The Prairie Valley City in general, and our family in specific, have been blessed by an amazing apple harvest this year. We've received 50 or 60 pounds of apples from three different sources (!!!) We're going to take about 100 lbs to a local farm that presses them into fresh unpasteurized cider - we'll get about 8 or 10 gallons. Only $5.50/gallon, and they sell their own stuff for $15/gallon. The rest we'll sauce or make pie filling or something. Here's Bean learning to use our peeler. After borrowing a fancy peeler (for over a year, yikes!) I found this cheaper plastic one at Value Village for only $4, and it is awesome!
This is the tomato station in my garage, where I'm trying to sort the types. The giant ones on the left are Hawaiian pineapples, in the middle are a mix of green zebra/Bulgarians, and nyagous (black) tomatoes. Then there's the cherry bounty. At the farmer's market, those suckers sell for $3-4/pint, and I've probably eaten about 10 pints already. I love my garden :)
I have a half dozen montages like this, just enjoying the colours of the harvest. It's been a really bright, vibrant kind of year, and I like that. On the other hand, those Hungarian wax peppers (the long orange one) were waaaay too hot, luckily I thought to put them in salsa, otherwise I doubt we'd have used them. The mini brown peppers were cute, but not terribly tasty. Overall, I'm not sure we'll keep growing peppers - it's one of those rare things that don't taste as good as the store (in our experience, maybe I'm doing it wrong) and often our growing season isn't long enough for them to ripen (colour) fully anyway, plus we only get 3 or 4 per plant, which isn't necessarily economical. But maybe I'm saying that because peppers were cheap this year at the store *shrug*
This is a Hawaiian pineapple tomato sliced up. They have the most beautiful colouring, this lovely peachy orange into bright red, and the streaks go throughout. The flavour was amazing - not really like a tomato at all, just vaguely fruity and very (very) sweet. Mild, not a lot of zing or acidity. It was a pleasure to eat, and it was huge, so I basically had this for lunch haha.

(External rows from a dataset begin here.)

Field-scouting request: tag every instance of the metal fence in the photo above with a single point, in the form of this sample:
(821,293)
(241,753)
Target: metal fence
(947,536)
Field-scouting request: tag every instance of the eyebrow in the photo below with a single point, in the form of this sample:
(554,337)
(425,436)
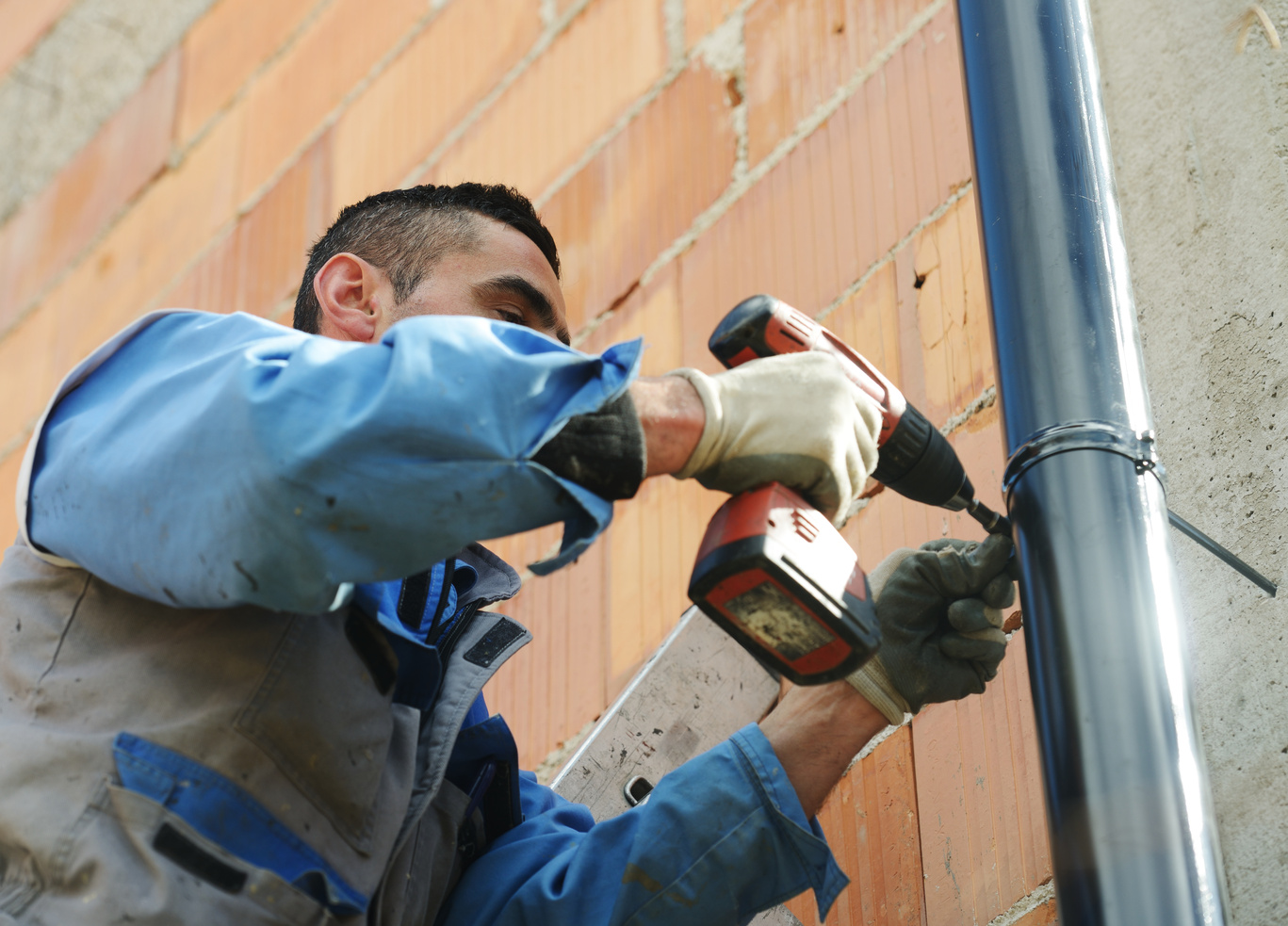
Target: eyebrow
(533,298)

Last but not least, yesterday's caprese salad, with black cherries, sweet 100s, and sun golds/sun sugars, fresh basil from my aunt's garden, and bocconcini. I cannot describe how much I enjoyed this. I used the rest of the basil to make walnut pesto (not quite as good as with pine nuts, but at $6.48/100g, I wasn't buying pine nuts) and used some of the pesto to make a balsamic vinaigrette. I also used 23 green zebra/Bulgarians to learn how to blanch and peel tomatoes (it's so easy!) and make salsa (onion, garlic, lime juice, salt/pepper/cumin, cilantro, corn, red pepper, Hungarian wax pepper, and tomatoes). And then today, I had another caprese-ish salad, with green tomatoes to add some zing (they are such bright happy tomatoes, with a lovely sweetness) and the vinaigrette. Smiling smiling smiling...

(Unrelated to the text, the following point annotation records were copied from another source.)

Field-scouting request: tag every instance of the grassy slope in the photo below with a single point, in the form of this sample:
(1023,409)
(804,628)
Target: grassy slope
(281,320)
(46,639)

[Internal monologue: I talked a lot about money in this post, that's weird. I didn't think gardening was about money for me, but then again, we do this because we're Green Misers, environmentally minded when it costs less lol. Also, it's weird to put something some bright and cheery after serious posts about Depression, but, well, that's life!]

1 comment:

  1. You grew such a wonderful variety of tomatoes and peppers. I have tons of peppers, but mine were grown in a greenhouse (plus they were common bell peppers and jalapenos). I'm going to try potatoes next summer, but you are right. They are cheap enough in the store it probably isn't worth the time, but it's fun to dig them in the fall (for kids anyhow). I've been making tons of pesto with walnuts as well. Pine nuts are $30 a pound here. I've never had them so I guess I don't know what I'm missing. Isn't gardening good for the soul?